Looking back on it, we were just dumb kids, I guess. We had no idea that the things which took place later that day and the next two were even possible. But the day after Frank’s visit to our room, Matt and J came to understand that something serious was going on when after classes had ended, the day student who owned the in-board out-board with the wooden hull returned to the upper campus from the dock yelling that someone had stolen his boat. We were on hand to witness this boy’s anguish because by this time, we had been restricted to staying on the campus since the events of late Thursday afternoon had rendered our futures at the Friendly Inn doubtful at best.
Ever since the big push had begun to sell more of Fatso’s cocaine, the four of us were escorted each day by only one upperclassman instead of the usual two and many of these guys had been allowed to bring their own cars from home to facilitate their duties off campus. Thursday afternoon—a half hour or so after Frank had stormed out of our room—it was Artist’s turn to drive us to the inn. And perhaps ten minutes or so after we had all been placed in our motel rooms, and while Matt and I were just hanging around and waiting for our first customers of the day to show up, Artist returned in a panic and told us that we had to get out of our rooms that instant and race back to his car. As we ran past the lobby, we could see the old woman come out from behind the front desk and move rapidly from one section of the large room to another so she could urge the men and the women who had come to the inn to experience us, to get the hell out of there while they still could. After that it wasn’t until we were halfway back to the Academy before we fully understood what it was that had caused this emergency.

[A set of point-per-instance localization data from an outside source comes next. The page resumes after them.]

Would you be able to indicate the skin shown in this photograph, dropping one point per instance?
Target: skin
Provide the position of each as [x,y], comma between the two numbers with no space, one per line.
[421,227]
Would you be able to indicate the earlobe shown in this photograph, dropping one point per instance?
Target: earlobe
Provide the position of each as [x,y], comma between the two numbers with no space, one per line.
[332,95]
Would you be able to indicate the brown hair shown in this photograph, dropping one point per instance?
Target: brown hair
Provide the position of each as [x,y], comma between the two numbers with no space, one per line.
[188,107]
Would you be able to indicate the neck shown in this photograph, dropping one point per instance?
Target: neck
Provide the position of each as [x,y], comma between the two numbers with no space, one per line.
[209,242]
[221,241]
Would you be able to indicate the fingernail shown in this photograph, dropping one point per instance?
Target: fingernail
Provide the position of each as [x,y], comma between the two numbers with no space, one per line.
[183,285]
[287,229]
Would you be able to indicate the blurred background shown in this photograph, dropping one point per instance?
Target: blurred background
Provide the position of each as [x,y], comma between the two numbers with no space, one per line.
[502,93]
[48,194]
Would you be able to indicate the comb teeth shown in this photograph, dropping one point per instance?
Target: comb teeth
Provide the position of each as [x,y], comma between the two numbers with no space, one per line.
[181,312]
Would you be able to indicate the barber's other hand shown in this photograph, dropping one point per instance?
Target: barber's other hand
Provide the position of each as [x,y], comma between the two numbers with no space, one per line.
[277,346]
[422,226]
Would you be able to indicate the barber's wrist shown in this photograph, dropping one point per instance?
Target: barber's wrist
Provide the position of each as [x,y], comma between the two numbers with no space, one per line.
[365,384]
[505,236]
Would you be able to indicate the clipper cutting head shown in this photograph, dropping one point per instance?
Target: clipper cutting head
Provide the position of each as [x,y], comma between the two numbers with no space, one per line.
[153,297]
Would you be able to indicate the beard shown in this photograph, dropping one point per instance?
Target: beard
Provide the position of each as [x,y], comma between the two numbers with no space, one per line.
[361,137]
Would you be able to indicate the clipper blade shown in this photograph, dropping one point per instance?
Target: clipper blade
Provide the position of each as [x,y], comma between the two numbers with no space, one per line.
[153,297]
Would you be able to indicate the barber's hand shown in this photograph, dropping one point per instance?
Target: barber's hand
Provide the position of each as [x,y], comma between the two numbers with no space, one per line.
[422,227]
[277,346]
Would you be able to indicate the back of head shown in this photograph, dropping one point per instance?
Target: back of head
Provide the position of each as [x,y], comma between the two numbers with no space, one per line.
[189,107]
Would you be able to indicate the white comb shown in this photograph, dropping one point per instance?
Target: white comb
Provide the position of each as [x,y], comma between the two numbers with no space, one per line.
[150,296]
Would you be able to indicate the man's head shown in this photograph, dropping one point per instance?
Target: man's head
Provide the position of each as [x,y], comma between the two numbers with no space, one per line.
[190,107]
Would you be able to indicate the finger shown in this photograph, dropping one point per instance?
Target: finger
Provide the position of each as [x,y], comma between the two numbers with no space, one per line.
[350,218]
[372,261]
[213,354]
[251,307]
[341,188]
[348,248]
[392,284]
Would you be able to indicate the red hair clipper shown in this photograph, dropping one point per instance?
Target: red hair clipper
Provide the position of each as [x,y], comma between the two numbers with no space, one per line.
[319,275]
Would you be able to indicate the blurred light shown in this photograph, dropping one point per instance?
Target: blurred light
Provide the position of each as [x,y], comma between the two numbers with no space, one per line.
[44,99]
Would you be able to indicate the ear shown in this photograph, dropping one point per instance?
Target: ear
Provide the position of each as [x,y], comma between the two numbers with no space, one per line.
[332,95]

“What happened to you guys?” Matt asked. He and I were sitting in the front seat next to Artist while Juan and Carols had already been waiting for us in the back seat when the rest of us had arrived back at the car. Because of our haste, neither of us had really looked at the other boys until now.

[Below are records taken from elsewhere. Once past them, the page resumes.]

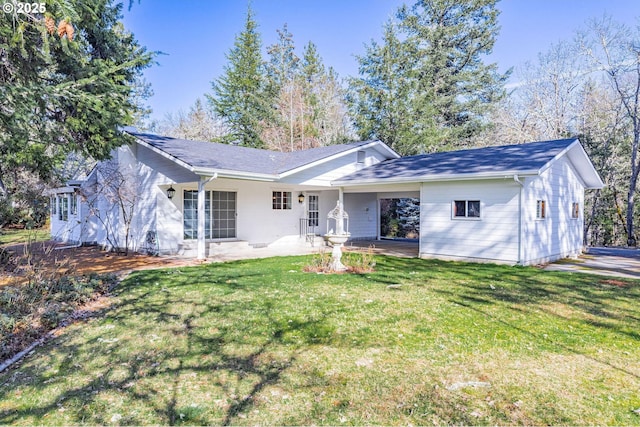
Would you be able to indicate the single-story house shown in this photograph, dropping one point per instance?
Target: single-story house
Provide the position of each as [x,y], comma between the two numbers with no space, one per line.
[516,204]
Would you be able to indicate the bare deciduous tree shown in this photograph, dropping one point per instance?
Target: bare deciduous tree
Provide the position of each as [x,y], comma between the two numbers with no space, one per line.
[112,200]
[614,49]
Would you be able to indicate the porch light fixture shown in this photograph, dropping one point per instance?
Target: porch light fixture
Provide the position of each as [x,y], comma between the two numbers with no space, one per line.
[171,192]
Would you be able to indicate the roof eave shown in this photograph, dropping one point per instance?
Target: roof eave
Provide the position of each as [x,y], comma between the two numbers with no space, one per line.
[164,154]
[437,177]
[318,162]
[225,173]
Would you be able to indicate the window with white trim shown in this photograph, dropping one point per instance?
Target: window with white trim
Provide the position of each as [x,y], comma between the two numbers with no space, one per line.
[541,209]
[575,210]
[74,204]
[63,208]
[466,209]
[281,200]
[219,214]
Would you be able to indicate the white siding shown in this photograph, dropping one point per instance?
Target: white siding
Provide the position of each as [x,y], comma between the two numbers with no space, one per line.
[69,229]
[323,174]
[493,237]
[363,215]
[558,235]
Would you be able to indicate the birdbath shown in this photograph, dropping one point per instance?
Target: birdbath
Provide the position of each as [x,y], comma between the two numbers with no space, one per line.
[339,216]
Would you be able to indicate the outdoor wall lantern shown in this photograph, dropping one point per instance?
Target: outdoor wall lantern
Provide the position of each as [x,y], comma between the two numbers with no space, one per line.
[171,192]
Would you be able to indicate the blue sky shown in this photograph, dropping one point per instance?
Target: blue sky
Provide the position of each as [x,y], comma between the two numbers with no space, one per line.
[195,36]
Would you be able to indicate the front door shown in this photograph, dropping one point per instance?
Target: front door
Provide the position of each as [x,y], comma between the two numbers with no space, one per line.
[313,210]
[223,204]
[220,214]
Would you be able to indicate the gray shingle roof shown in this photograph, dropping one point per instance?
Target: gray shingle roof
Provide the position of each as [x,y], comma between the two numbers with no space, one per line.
[473,162]
[224,157]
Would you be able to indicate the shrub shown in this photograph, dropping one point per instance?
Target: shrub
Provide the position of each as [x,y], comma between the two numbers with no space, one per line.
[32,309]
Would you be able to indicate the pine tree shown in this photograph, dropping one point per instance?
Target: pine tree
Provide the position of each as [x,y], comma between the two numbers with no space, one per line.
[307,100]
[70,89]
[240,96]
[380,100]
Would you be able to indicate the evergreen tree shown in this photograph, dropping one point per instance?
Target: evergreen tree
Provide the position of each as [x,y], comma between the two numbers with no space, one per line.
[240,95]
[426,88]
[306,99]
[69,79]
[380,100]
[68,74]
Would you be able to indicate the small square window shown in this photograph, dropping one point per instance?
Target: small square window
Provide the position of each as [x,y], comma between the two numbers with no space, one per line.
[473,208]
[460,208]
[281,200]
[541,209]
[575,210]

I then turned around also to inspect our friends and saw right away that they had been beaten up. “Gee, yeah! What did happen to you guys?” I was surprised as well by their condition.
Juan wouldn’t acknowledge that anyone was speaking to him. He kept staring out through his window refusing to say a word to either of us. So Carlos took it upon himself to respond to our questions. “Artist hit us,” he answered angrily.
Matt and I then looked at Artist as he guided us south along Highway 193.
“Why did you hit them?” I asked.
Artist thought for a moment, and then he took in a deep breath and let it out. “I couldn’t think of anything else to do,” he answered sharply. “Anyway, they brought it on themselves.”
“What are you talking about?” Matt asked. His frustration was beginning to show.